I know that earlier on in the review I promised not to change the hero’s name any more. Well, sorry – I lied. To carry out the assassination, Chandler must assume a new identity, and he is to become James Mulligan. So Hubert Bonisseur de La Bath, who is Jonathan Roberts, who is impersonating Killer Chandler is now James Mulligan. Got that? Good, we can move forward.
Now at this point in the story, call me stupid if you will (everyone else does), but now that Chandler – er Mulligan dammit, knows who is behind The Organisation, why doesn’t he call in the troops? His mission is complete – he knows who the bad guys are and what they do. Time to shut them down I say – but ‘no’ – Mulligan wants to play out the game a little longer.
Now playing out the game is not the brightest thing that Mulligan has done, because he is given a vaccination injection, to protect him against the nasties in the un-named Middle Eastern country where he is to be sent to. But this injection is actually a poison that has a 24 hour incubating period. Mulligan must receive the anti-dote in 24 hours or he will die, but he doesn’t know this. He flies out and upon arrival passes out. Luckily resident bad guy, Dr. Sadi is on hand to provide the antidote. But this antidote has to be administered over the next three days for it to take permanent effect.

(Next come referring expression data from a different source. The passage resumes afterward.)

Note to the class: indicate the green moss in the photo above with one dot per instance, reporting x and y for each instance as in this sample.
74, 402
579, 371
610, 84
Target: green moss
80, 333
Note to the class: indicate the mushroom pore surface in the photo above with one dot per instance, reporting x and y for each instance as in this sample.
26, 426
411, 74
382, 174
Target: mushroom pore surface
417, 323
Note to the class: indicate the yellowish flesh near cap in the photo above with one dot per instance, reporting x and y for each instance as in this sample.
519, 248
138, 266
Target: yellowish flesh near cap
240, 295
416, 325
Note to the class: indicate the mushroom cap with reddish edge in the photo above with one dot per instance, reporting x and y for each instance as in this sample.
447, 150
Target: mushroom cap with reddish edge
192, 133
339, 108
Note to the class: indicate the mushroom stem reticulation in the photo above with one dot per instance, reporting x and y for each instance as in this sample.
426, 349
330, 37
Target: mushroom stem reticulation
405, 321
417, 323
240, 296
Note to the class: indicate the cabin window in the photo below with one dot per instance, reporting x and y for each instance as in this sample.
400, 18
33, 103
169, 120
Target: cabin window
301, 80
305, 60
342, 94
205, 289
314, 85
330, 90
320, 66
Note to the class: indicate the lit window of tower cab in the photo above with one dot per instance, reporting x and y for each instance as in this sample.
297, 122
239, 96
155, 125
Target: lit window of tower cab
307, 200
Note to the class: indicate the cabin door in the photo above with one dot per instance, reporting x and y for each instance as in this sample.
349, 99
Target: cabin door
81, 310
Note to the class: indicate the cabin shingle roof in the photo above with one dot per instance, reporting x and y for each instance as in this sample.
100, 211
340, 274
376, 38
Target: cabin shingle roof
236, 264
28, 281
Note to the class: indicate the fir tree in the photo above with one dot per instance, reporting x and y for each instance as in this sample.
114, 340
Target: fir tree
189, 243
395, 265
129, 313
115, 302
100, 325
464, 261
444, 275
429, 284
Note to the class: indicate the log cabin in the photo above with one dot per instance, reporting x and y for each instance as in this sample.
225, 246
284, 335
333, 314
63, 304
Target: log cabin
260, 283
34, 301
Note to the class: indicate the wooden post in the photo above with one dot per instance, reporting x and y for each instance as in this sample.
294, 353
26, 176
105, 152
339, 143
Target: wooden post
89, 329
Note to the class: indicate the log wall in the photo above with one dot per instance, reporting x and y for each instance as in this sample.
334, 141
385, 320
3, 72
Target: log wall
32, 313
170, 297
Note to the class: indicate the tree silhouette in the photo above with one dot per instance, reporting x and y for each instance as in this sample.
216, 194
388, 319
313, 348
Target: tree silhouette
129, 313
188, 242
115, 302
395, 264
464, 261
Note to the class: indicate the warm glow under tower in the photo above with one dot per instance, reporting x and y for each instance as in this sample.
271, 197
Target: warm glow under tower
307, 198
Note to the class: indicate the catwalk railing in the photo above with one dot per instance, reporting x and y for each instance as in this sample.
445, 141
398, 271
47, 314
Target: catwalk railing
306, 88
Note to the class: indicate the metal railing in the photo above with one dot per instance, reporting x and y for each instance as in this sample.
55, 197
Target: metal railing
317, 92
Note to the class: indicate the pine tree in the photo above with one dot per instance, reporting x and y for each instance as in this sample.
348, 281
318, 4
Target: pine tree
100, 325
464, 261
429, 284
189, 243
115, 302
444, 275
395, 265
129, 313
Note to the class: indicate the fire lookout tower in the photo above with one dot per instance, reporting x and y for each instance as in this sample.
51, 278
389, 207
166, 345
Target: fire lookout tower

Now at this point in the movie, with its poor plot contrivances, you may be thinking it’s time to hit the ‘off’ button. I know I was. But you’d be wrong. This is where the beautiful Margaret Lee enters the picture. Lee may have never been a household name in the 1960’s but she was a busy girl appearing in a swag of Eurospy films – such as Dick Smart 2.007, From The Orient With Fury, Arriva Dorrelik and many more.
Unfortunately, despite Lee’s presence, when the action in the film is supposed to start heating up, the film begins to plod along. There’s quite a few scenes which provide local colour, but do little to move the story along. The film drags out it’s final few minutes at an infuriatingly slow pace before reaching a rather predictable and uninspired climax.
The films from the OSS series are some of the more polished Eurospy productions from the sixties and as such, this film is probably just worth seeking out. Only ‘just’. And even then you’d have to be a rather forgiving Eurospy fan – but I figure if you’re into watching Eurospy films, then you’re probably used to watching a lot of crap, and most likely perfectly willing to accept this films failures. It could have been so much more – but hey it features the man who could have been Bond.